Almost every financial services firm has an extensive economic forecasting effort. It is usually part of a so-called top-down investment process, which starts with an outlook for the economy and monetary conditions, continues to the strongest industries, follows with detailed company study for stock selection and may include an overlay of technical analysis to provide a timing dimension. Some would add analysis of social and political conditions even before economic studies (see Politics and Investing).
Economic forecasts derive from models usually of the aggregate national or global economy, but sometimes of parts of those economies: particular industrial sectors, regions of the world or even single products or firms.
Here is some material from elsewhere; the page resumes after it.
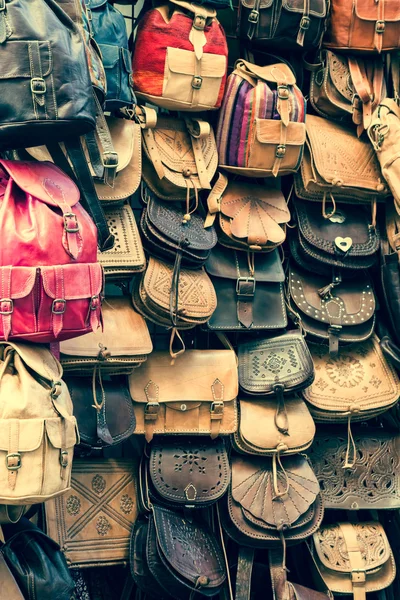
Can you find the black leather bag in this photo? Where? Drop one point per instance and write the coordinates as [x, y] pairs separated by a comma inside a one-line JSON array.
[[244, 292], [36, 562]]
Basic approaches to forecasting simply extrapolate the past; more sophisticated models attempt to understand the sources of past changes and build them into their forecasts. The latter requires knowledge of economic history and economic principles, though, even then, forecasting is by no means an exact science. But while the accuracy of economists' predictions is frequently a target of jokes, forecasting remains a popular pursuit.
Forecasts for the macroeconomy are published regularly by academic institutions, thinktanks, governments, central banks and international organizations like the OECD and the IMF. In these places, modeling can, to a certain extent, be conducted free of the constraint of producing quick and usable data on a daily basis. But in the investment world, forecasts are required to be done early and often. A relatively short-term outlook is normally the limit of their aspirations what will happen to interest rates within the next month? with decision-makers demanding rapid output that they hope will be directly relevant to their immediate problems.
Much of the output of financial market models is naturally closely guarded in the hope that it may bring advantage to its owners and their clients. But, at the same time, investment economists like to maintain a public profile for marketing purposes, and are often called on by the media to give their opinion on the latest macroeconomic developments. Their interpretations of economic data may give some clues as to how the financial markets will react, though more often than not, they are explaining why the markets have already reacted as they did. Invariably too, there are disagreements about what various indicators mean, depending on different beliefs about the economy, and whether the firm is taking an optimistic or pessimistic view of the markets.
Each month, the Economist polls a group of financial forecasters and calculates the average of their predictions for real GDP growth, consumer price inflation and current account balances in a variety of countries. More specialized services like Consensus Economics survey over three hundred economists each month and offer details on average private sector predictions.